Where will Computer Vision be in 2020?

What is computer vision? It is the ability for a computer to use a camera and process the incoming image to discern something from it. We see it today in home security cameras that can setup zones to watch for, facial recognition to unlock devices, cameras that can find a face and focus on them, cars that are using cameras to help understand obstacles on the road, and social media that can recognize our friends. Where will that leave us in 2020?

By 2020 our sensors for capturing the visual world will improve and we will be able to capture a better visual representation of the world. There will be a budding area of light field video captures and computer vision algorithms will be applied to it to better make sense of what the sensors are seeing.
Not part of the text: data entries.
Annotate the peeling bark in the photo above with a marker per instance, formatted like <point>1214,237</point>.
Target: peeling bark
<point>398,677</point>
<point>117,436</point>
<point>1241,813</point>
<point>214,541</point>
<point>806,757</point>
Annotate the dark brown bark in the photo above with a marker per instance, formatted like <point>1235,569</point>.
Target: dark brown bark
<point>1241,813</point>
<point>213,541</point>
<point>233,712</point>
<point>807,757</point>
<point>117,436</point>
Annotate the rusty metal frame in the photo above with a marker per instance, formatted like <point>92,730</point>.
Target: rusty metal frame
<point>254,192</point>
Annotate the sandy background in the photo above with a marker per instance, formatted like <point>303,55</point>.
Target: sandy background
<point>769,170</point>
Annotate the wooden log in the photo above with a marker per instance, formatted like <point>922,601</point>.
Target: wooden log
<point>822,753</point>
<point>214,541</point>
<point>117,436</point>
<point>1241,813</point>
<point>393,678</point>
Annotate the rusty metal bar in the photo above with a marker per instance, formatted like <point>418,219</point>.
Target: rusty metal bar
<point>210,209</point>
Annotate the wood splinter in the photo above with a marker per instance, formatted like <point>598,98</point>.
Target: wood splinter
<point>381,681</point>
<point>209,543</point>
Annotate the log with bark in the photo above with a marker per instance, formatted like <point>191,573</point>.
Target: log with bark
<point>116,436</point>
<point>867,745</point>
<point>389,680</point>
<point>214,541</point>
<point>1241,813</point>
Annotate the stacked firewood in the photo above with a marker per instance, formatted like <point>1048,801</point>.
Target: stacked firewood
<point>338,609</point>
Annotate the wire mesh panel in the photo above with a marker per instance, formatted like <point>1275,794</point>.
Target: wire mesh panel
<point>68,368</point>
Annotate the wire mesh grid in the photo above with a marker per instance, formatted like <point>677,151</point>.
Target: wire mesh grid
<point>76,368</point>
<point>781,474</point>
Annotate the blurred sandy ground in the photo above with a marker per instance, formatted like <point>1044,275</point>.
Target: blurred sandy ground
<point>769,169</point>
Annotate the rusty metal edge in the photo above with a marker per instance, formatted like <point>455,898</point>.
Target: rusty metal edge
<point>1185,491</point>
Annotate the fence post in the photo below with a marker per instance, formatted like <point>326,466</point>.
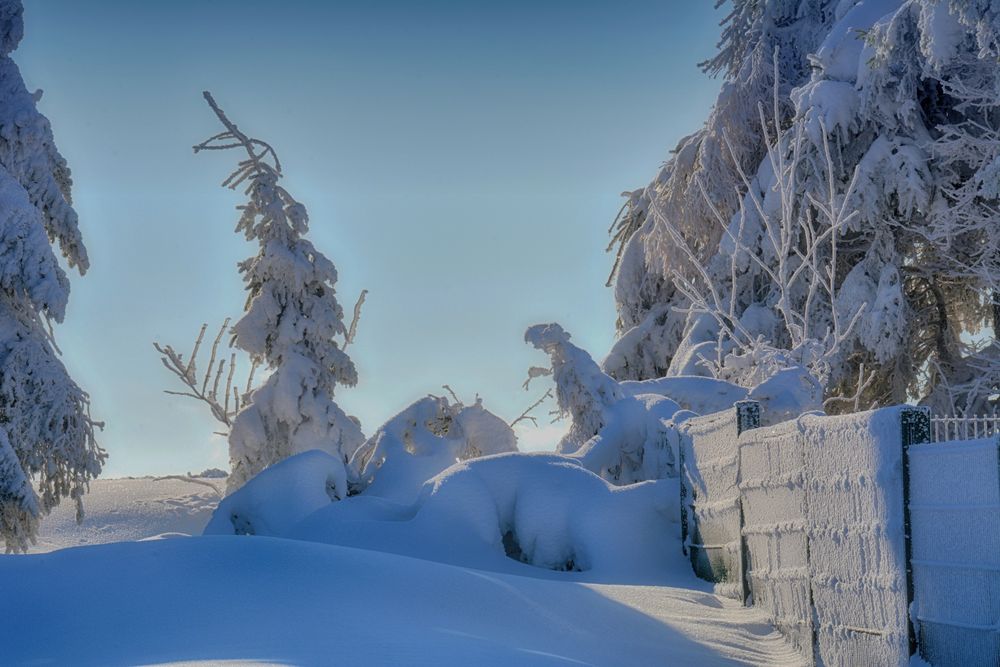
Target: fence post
<point>915,429</point>
<point>747,417</point>
<point>682,474</point>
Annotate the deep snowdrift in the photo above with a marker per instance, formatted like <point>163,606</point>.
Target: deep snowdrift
<point>495,513</point>
<point>137,508</point>
<point>284,601</point>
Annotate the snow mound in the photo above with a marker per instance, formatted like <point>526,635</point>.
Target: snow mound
<point>423,440</point>
<point>264,600</point>
<point>281,495</point>
<point>501,513</point>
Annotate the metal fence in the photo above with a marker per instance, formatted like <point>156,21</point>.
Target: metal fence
<point>946,429</point>
<point>955,511</point>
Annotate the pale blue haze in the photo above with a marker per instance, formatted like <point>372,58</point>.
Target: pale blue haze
<point>462,161</point>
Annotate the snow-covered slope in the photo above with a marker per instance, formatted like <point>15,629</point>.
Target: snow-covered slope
<point>268,600</point>
<point>258,599</point>
<point>119,510</point>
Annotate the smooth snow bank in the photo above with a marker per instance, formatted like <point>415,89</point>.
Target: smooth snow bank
<point>280,495</point>
<point>119,510</point>
<point>287,602</point>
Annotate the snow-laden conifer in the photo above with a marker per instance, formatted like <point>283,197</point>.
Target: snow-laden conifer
<point>290,325</point>
<point>47,446</point>
<point>880,172</point>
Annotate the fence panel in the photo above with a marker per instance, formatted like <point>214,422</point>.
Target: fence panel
<point>946,429</point>
<point>857,545</point>
<point>710,497</point>
<point>772,484</point>
<point>955,510</point>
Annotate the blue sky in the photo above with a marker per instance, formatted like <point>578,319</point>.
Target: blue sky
<point>461,161</point>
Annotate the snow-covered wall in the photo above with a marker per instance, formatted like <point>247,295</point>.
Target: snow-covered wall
<point>807,516</point>
<point>772,490</point>
<point>955,522</point>
<point>710,495</point>
<point>856,523</point>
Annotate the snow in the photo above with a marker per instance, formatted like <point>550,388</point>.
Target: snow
<point>120,510</point>
<point>281,601</point>
<point>423,440</point>
<point>824,507</point>
<point>282,494</point>
<point>273,601</point>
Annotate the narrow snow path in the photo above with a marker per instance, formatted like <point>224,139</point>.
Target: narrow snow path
<point>212,599</point>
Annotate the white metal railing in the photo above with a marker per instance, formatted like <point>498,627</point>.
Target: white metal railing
<point>945,429</point>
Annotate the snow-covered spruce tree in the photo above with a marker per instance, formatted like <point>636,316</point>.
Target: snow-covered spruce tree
<point>620,435</point>
<point>650,325</point>
<point>897,126</point>
<point>47,446</point>
<point>291,321</point>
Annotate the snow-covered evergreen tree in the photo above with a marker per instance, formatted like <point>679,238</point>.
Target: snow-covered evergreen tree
<point>291,321</point>
<point>888,157</point>
<point>703,177</point>
<point>47,446</point>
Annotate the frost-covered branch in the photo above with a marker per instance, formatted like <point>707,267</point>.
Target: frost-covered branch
<point>526,415</point>
<point>208,389</point>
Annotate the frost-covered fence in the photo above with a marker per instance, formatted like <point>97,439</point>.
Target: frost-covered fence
<point>711,513</point>
<point>808,519</point>
<point>946,429</point>
<point>775,531</point>
<point>955,510</point>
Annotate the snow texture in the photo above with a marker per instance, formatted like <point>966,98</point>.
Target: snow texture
<point>884,176</point>
<point>711,498</point>
<point>47,447</point>
<point>423,440</point>
<point>262,600</point>
<point>132,509</point>
<point>837,482</point>
<point>502,513</point>
<point>281,495</point>
<point>955,521</point>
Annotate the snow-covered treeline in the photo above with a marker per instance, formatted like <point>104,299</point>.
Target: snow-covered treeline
<point>838,210</point>
<point>47,446</point>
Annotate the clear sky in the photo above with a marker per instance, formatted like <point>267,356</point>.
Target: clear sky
<point>462,161</point>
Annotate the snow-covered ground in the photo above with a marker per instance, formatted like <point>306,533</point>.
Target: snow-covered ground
<point>120,510</point>
<point>269,600</point>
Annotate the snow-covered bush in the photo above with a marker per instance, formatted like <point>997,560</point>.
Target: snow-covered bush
<point>496,513</point>
<point>281,496</point>
<point>583,391</point>
<point>427,437</point>
<point>291,321</point>
<point>47,446</point>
Light field capture differs from traditional image capture in that it is able to capture light coming in from multiple directions at every capture point. As sensors capture more visual data about the world we will continue to push the envelope of what single systems, especially mobile systems, can process on their own. Additionally even as sensors are better able to capture our visual world computer vision is limited to a visual representation of the world and there are many other ways of sensing the world. To overcome the limits of sensors and processors we will see greater uses of combined sensors as well as systems that rely on external systems for processing.

Traditionally combining multiple sensors on a system is known as sensor fusion. An example of sensor fusion with computer vision today is the combination of a camera, accelerometer, gyroscope, and compass data to determine depth from an image. By 2020 I anticipate sensor fusion that extends beyond single systems. For example multiple devices will share their sensor data to a cloud based system that can then apply machine learning to make better sense of the surroundings. A single description or simulation can be computed by a cloud-based system that is then shared by multiple systems. Today we collect traffic and road condition data from multiple mobile devices and share traffic conditions between them. By 2020 we should be able to share visual, depth, acoustic, and other sensor data that is processed by a cloud-based system. The increase in sensor data from multiple systems will need to leverage machine learning to better understand and feed the multiple systems. In 2020 as the number of connected systems and systems with sensors increase, computer vision will be just one of the fundamental tools utilized by cloud-based systems that will feed a shared understanding of the world.